Large systems and corporate medical groups prefer predictable pipelines and are increasingly building “internal locums” pools. That tends to increase conversions for people already in the system.Remote work and flexible staffing.
Teleradiology, telepsychiatry, and telehospitalist services make it easier to separate “coverage body” from “local team.” Where this expands, moonlighting might become more transactional and less like an audition.
My read of the data and current labor market is blunt:
- For core, on‑site specialties (hospitalist, ED, anesthesia, psych, primary care), moonlighting‑to‑job offers will probably stay in the same bands, maybe ticking slightly upward as shortages worsen.
- For remote‑friendly work, the relationship between per‑diem shifts and stable employment will weaken; companies will prefer flexible pools over commitments.

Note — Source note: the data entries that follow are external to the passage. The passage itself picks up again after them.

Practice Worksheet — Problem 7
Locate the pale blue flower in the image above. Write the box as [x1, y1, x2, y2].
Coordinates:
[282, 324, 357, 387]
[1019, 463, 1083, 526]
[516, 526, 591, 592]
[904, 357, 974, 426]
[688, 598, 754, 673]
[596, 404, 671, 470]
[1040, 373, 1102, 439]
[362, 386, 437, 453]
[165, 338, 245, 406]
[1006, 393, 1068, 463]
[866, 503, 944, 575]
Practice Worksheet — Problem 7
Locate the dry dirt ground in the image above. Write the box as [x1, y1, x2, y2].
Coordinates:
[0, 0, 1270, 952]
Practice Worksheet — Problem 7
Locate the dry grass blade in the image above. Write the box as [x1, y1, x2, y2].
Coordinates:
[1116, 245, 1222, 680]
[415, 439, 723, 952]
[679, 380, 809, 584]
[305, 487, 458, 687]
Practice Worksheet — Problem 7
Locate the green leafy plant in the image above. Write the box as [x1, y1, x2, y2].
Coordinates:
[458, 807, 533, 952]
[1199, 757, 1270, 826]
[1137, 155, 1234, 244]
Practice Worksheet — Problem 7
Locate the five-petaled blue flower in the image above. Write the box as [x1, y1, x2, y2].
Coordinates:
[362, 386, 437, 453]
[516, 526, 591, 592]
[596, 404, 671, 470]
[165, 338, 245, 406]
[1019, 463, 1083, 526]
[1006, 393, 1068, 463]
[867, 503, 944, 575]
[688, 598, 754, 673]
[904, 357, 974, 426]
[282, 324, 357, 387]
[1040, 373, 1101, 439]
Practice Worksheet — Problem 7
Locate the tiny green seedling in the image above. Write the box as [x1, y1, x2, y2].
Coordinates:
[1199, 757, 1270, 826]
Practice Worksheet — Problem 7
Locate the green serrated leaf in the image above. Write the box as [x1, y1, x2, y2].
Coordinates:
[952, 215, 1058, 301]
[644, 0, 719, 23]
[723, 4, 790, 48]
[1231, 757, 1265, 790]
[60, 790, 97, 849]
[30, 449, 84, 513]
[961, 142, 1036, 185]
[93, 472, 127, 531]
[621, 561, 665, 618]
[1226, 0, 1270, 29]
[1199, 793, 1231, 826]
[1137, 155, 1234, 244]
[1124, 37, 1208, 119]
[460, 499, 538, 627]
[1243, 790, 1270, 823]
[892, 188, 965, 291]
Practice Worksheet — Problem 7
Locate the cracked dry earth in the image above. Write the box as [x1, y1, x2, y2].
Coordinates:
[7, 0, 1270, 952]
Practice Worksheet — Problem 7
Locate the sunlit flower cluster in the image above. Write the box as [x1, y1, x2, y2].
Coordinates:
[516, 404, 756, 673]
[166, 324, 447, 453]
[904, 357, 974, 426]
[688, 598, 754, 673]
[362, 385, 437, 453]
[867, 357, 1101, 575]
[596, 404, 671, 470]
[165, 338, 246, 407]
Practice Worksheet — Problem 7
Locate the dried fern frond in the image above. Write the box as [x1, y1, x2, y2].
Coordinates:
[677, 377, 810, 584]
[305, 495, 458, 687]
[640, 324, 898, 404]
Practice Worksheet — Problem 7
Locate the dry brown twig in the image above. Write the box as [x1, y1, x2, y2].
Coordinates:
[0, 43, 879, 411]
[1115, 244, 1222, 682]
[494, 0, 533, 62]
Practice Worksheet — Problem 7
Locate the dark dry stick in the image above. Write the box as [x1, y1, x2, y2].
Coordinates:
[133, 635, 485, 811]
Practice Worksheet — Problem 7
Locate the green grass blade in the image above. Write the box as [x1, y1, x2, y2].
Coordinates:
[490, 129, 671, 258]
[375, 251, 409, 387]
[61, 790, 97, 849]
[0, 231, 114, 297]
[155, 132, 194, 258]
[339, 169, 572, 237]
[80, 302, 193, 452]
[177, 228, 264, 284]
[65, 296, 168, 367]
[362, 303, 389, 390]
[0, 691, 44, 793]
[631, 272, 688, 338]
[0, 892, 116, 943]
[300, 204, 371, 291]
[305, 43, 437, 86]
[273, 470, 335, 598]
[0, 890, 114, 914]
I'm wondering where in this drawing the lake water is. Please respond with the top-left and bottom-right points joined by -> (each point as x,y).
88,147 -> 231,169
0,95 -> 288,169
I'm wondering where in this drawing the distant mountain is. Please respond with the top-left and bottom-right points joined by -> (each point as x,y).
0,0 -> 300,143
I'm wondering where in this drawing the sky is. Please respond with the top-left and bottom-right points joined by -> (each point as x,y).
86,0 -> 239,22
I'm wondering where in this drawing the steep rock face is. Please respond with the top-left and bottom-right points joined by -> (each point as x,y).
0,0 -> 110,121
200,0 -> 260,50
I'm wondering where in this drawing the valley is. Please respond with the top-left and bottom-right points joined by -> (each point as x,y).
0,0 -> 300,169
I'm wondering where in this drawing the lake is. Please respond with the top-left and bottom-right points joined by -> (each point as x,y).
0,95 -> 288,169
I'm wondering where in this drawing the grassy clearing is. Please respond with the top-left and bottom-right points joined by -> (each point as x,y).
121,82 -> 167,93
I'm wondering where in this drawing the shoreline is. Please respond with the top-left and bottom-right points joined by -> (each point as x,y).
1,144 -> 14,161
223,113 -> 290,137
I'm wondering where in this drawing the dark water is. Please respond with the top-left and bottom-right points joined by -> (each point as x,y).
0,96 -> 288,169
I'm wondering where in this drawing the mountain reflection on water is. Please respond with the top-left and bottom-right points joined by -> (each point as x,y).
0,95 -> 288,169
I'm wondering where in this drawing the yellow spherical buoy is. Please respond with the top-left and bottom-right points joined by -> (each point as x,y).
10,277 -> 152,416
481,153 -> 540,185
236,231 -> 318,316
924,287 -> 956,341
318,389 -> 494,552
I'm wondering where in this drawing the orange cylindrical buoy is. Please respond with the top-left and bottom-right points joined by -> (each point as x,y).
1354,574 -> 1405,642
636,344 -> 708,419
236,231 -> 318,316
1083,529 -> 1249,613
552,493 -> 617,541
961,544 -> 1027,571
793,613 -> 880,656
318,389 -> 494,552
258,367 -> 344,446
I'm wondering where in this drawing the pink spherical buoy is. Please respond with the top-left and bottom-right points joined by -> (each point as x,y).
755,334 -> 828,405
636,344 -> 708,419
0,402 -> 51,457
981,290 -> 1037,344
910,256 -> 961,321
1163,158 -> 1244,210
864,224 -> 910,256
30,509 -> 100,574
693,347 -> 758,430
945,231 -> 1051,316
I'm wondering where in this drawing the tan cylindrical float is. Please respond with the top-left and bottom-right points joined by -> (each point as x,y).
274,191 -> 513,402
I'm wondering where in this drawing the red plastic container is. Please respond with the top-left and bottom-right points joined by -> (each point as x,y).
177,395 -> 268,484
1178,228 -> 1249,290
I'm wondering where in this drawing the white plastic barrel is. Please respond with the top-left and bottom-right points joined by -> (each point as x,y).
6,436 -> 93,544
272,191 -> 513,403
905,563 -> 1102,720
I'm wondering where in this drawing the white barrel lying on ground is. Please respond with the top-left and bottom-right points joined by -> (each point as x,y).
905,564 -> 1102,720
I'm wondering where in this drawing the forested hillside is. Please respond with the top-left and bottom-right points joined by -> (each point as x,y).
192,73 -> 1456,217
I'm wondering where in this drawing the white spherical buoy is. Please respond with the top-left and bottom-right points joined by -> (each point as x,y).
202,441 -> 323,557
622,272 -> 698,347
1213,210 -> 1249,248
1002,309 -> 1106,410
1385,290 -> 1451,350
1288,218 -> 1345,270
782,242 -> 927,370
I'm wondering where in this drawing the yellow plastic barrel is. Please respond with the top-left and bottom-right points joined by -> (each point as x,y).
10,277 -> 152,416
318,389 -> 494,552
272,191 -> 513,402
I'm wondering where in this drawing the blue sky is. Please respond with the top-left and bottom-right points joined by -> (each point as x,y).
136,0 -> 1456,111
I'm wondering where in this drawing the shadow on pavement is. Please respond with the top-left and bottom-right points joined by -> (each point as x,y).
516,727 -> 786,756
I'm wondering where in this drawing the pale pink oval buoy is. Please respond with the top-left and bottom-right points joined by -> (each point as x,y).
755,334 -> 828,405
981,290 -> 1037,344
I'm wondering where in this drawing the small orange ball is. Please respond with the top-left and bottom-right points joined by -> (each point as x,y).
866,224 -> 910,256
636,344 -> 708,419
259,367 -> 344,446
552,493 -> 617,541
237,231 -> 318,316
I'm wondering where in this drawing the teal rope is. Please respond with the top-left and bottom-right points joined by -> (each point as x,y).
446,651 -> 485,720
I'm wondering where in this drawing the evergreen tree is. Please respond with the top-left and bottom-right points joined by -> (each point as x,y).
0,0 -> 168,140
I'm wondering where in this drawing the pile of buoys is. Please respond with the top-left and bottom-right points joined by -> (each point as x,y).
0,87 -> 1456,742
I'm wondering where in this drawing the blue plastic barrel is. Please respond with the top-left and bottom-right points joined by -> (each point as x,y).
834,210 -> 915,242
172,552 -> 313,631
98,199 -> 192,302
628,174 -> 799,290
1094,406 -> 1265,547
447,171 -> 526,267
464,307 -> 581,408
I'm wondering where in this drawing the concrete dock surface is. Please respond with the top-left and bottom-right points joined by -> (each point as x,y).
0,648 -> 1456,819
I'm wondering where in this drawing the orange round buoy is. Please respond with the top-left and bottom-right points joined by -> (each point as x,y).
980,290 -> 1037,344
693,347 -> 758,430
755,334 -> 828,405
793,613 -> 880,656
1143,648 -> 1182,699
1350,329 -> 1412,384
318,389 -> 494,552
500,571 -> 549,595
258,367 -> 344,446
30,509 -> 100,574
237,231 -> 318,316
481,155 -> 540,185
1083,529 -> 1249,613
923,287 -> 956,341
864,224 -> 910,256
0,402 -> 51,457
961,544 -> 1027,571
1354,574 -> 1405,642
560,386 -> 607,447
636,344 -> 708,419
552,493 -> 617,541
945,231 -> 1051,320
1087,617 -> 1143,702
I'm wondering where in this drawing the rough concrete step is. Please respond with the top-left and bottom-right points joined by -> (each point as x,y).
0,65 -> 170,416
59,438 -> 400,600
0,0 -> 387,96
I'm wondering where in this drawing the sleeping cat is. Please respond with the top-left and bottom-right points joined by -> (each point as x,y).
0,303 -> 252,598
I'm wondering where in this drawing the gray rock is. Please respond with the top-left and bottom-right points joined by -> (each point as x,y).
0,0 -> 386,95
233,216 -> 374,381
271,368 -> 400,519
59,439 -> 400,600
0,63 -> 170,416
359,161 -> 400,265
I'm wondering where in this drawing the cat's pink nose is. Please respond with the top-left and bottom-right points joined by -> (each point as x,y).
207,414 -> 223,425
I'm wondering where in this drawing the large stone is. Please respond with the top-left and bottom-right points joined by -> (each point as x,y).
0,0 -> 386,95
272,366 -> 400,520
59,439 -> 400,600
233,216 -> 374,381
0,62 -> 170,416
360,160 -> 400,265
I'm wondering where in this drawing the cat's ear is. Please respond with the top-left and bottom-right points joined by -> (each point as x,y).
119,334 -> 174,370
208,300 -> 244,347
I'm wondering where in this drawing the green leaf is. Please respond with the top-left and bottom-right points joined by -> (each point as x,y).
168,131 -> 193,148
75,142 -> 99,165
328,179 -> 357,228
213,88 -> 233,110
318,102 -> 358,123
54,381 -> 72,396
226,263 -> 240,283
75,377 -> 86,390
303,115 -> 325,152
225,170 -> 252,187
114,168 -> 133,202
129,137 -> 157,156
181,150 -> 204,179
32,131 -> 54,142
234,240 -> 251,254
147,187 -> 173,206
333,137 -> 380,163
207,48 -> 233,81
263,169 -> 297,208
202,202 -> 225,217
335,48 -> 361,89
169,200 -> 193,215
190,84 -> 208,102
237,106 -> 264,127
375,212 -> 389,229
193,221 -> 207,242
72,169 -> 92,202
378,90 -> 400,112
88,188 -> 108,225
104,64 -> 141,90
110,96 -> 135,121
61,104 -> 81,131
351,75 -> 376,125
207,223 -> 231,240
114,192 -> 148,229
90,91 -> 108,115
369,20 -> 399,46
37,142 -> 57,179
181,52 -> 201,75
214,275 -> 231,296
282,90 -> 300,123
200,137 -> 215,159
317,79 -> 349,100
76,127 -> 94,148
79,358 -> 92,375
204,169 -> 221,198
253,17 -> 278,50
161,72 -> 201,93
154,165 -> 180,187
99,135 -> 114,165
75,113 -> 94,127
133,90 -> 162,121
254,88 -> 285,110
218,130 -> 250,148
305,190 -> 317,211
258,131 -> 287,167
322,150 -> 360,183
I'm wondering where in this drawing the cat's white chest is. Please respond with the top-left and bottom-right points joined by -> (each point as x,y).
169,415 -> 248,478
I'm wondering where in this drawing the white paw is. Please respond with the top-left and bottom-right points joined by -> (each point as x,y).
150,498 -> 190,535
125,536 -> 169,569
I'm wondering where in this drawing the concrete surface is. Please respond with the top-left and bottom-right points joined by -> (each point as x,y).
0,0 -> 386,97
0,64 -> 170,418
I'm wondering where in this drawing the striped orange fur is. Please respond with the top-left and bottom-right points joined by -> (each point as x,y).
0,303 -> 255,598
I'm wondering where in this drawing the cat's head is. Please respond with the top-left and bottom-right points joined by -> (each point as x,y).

Do not expect the 10–20% conversion to suddenly become 60–70% nationwide. Workforce planning simply does not look like that from the employer side.
Bottom Line
Three points, very simply:
- Moonlighting leads to some kind of job offer from a site for roughly 30–40% of physicians, but only 10–20% actually accept long‑term roles at those sites.
- The odds improve substantially when you moonlight within your own system, focus on 1–2 target sites, and behave like a genuine team member rather than a nameless shift plug.
- Moonlighting is a useful audition and income tool, not a guaranteed employment pathway; plan your career assuming that, and any job offer that arises is upside, not your only exit strategy.